The search feature and its wider context
The search feature itself, once consent is given, operates as a customised gateway to web results. The requirement to enable it through a consent step is a practical response to evolving legal standards and user expectations around tracking. Yet the most striking parallel between this digital consent environment and the real-world economy can be seen in the current fuel price crisis, where the primary driver of rising costs is not retail behaviour but the elevated price of crude oil. Geopolitical events in the Middle East, particularly Iran’s actions regarding the Strait of Hormuz, have sent Brent crude surging past $100 a barrel and at times above $120. Supply chain concerns and geopolitical risk premiums have driven wholesale costs sharply higher, and the effect has been direct: average petrol prices rose by 16% between February 28 and April 2026, reaching 153.7p per litre, while diesel jumped 29% to 184.2p per litre. That increase in fuel costs was the greatest contributor to the UK’s Consumer Prices Index (CPI) inflation rising to 3.3% in March 2026, feeding directly into the cost of living and higher operational costs for businesses reliant on transport or energy-intensive production.
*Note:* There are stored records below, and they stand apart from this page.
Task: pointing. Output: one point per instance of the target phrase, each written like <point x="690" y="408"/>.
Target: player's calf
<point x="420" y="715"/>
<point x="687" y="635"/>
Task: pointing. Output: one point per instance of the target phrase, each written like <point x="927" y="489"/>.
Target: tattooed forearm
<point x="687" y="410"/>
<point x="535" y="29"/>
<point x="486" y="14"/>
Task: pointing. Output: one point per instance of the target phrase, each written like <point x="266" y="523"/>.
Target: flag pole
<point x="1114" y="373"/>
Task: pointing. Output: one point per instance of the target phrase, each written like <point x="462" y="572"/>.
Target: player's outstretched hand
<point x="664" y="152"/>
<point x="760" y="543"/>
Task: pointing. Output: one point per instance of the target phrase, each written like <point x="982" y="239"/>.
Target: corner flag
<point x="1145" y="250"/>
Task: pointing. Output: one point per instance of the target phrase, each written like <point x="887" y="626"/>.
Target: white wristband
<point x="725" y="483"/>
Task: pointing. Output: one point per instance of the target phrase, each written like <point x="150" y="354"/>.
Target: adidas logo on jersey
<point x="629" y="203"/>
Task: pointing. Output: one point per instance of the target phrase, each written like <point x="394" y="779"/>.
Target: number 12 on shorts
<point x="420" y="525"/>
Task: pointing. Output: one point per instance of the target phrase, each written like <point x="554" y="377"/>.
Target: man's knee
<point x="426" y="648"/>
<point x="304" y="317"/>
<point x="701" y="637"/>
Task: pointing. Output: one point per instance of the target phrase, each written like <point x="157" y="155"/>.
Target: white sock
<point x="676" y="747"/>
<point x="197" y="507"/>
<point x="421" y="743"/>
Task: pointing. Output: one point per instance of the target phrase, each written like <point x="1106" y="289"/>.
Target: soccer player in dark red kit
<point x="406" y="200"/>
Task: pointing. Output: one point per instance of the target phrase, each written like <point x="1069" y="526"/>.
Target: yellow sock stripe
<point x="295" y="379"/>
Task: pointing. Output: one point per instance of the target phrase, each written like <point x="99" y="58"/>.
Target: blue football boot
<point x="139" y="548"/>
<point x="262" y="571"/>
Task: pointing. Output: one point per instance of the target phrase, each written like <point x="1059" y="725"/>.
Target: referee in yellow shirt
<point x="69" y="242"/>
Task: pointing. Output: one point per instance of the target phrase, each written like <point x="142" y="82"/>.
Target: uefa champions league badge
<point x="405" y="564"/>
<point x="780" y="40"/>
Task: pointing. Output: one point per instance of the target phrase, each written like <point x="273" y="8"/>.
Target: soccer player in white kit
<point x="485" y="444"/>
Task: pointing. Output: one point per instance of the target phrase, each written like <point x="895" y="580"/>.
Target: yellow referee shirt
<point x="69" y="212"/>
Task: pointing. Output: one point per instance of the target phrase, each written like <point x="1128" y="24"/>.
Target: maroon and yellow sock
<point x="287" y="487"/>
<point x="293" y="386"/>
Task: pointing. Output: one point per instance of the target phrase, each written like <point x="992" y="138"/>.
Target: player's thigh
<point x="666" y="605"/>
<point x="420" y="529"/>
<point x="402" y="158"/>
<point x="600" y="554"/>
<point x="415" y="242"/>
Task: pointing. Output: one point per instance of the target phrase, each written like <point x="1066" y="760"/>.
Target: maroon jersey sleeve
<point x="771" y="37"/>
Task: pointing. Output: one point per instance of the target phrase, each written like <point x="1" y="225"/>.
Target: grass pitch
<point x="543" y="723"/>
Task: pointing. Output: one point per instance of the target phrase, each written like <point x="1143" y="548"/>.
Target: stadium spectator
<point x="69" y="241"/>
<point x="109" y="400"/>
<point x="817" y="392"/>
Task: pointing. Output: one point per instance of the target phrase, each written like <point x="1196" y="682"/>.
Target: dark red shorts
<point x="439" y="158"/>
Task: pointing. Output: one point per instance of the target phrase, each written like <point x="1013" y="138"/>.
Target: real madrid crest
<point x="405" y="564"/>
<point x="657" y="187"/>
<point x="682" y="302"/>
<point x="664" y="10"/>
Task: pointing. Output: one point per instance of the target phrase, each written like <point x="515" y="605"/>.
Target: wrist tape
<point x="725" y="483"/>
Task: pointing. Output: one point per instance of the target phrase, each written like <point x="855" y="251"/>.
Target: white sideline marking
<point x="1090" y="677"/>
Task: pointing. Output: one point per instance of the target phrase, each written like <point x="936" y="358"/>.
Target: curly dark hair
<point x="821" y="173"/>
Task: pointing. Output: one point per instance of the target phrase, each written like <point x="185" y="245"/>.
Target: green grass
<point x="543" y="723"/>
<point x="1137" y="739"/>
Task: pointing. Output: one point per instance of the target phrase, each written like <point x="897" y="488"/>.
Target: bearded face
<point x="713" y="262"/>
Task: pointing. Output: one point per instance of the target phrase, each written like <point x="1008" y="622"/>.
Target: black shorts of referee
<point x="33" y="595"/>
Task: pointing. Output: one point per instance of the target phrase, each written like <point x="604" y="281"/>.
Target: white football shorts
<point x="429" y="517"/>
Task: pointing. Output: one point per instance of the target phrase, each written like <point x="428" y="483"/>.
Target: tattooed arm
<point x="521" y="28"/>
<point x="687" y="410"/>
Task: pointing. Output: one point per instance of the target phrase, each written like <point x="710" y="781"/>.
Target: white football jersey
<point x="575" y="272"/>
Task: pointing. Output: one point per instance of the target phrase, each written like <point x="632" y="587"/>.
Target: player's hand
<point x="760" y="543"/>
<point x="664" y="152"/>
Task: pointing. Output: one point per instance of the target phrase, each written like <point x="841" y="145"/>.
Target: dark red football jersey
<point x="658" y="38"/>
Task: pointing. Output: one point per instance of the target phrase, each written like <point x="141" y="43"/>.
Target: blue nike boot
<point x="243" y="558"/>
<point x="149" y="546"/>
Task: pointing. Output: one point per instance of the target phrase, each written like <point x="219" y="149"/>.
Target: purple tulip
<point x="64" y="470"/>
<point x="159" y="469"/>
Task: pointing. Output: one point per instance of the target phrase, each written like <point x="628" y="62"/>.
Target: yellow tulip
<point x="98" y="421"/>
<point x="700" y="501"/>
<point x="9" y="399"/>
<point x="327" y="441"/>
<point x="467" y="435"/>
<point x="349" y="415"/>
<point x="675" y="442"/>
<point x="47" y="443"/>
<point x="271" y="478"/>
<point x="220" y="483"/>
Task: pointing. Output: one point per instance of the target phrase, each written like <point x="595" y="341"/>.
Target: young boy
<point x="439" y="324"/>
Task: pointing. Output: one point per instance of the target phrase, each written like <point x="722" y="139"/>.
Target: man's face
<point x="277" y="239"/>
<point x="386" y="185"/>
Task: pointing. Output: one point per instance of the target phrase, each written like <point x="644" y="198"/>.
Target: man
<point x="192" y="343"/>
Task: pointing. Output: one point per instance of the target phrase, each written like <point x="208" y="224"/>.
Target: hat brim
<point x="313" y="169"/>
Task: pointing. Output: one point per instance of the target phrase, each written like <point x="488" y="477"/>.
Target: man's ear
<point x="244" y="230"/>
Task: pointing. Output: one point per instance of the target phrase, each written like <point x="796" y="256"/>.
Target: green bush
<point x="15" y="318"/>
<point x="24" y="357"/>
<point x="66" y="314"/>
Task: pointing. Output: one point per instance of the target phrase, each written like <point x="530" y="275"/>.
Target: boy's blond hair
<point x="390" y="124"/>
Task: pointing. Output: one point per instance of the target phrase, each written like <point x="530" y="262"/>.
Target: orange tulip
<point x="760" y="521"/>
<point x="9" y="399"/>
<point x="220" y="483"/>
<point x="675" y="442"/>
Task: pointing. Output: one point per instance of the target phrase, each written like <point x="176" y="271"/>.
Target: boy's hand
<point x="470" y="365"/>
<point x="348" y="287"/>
The CMA’s monitoring reports have found that, on average, retailer fuel margins have remained “broadly unchanged” since the start of the Middle East conflict in late February 2026, similar to the average seen throughout 2025. However, the watchdog has observed increased margins for a “minority of retailers” in March 2026 and is investigating those instances. Despite the recent stability, fuel margins remain at “historically high levels,” raising concerns about a “lack of effective competitive pressure” in the fuel retail market, a problem the CMA first flagged in its 2023 road fuel market study. The government’s Fuel Finder scheme, to be enforced by the CMA, is designed to address this by encouraging competition through price transparency. Drivers will be able to use apps and websites that display live pump prices, enabling them to make an informed choice about where to fill up. The scheme mirrors the consent model in that it hands the consumer the tool to decide, provided the underlying data is shared.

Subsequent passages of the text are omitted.